Schon in jungen Jahren war das Kino, zu dem ihre Mutter sie drängte, eine Fluchtmöglichkeit, ein Mittel dazu„in den Augen von jemandem existieren“ und Autonomie erlangen. Die gefeierte Schauspielerin und gefeierte Regisseurin Le Besco glaubt, wie andere ihrer Kollegen, eine zu sein “privilegiert” : „Berühmtheit ermöglicht es uns zu sagen und gehört zu werden, wir bekommen Mikrofone, das ist bei den allermeisten Menschen nicht der Fall weibliche Opfer“. Zur Erinnerung: „Im Kino gibt es nicht mehr Missbrauchsfälle als anderswo.“ Das Kino ist ein Spiegel der Welt, was ihm eine Überzeugungskraft verleiht. Er wird die Perversionen der Welt leichter zusammenbringen. Dort geht es roher zu, denn es ist das wirksamste Mittel, um die menschliche Natur hervorzurufen. »

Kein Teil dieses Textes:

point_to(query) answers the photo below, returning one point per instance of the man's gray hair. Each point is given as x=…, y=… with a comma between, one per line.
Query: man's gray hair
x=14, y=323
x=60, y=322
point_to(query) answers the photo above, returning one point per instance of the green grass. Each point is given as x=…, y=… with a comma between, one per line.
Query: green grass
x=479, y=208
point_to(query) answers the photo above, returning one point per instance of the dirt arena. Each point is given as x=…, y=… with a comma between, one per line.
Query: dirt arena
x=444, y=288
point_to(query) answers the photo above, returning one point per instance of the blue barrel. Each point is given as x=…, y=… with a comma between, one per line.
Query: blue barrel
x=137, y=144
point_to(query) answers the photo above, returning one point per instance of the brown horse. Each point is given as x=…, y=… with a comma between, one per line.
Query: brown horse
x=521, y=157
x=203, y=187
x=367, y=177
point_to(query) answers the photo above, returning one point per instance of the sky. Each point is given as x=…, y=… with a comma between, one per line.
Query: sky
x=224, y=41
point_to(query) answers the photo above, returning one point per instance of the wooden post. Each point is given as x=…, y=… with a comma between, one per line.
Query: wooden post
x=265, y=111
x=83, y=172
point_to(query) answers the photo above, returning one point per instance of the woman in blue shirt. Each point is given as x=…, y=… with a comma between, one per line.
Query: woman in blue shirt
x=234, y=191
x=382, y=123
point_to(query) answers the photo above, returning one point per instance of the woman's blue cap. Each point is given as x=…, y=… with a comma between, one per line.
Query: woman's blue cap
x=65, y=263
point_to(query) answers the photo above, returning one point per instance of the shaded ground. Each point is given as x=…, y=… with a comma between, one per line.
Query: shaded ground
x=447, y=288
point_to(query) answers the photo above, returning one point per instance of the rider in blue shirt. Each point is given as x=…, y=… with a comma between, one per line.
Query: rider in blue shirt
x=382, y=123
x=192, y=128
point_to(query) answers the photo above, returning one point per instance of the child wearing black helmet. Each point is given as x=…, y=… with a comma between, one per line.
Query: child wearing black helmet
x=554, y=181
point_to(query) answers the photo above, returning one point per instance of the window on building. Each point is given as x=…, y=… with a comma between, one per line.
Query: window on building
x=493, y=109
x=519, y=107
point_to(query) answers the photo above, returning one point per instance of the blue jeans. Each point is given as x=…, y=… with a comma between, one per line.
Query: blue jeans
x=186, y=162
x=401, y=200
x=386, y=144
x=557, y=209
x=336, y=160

Sie kann auf die Unterstützung anderer Schauspielerinnen zählen, Judith Chemla, Emmanuelle Béart, Vahina Giocante, Sandrine Bonnaire, Anouk Grinberg und Judith Godrèche, mit denen sie regelmäßig spricht. „Frauen retten mich mehr als Männer, Sie sagt. Männer haben möglicherweise den wahren Wert von Frauen übersehen. » Sie weigert sich, es sich selbst zu sagen „militant“, Ich bevorzuge es, seinen Ansatz als zu beschreiben“Humanist”, Sie veröffentlichte bereits 2018 ein Buch über die Schicksale weiblicher Figuren und produzierte einen Clip für die Women’s Foundation. Auch die insgesamt fünf Filme, die sie schreibt und inszeniert, befassen sich mit der Situation von Frauen. Heute hat sie weder Angst noch ist sie überrascht von Gerüchten über Anschuldigungen, die während der Filmfestspiele von Cannes gegen berühmte Schauspieler erhoben werden könnten, selbst wenn sie ohne Nuancen glaubt: „Es scheint, dass sich die Mehrheit der Männer von Natur aus, mit einigen Ausnahmen, auch auf eigene Kosten wie Aggressoren verhält. Sie sind Teil eines allgemeinen Machismo. » Diese Unterstellungen erinnern an die Exzesse, die innerhalb bestimmter feministischer Bewegungen beobachtet wurden. Isild Le Besco scheint sich dem anzuschließen, auch wenn er dabei das Risiko eingeht, die Kraft seiner Worte zu schwächen.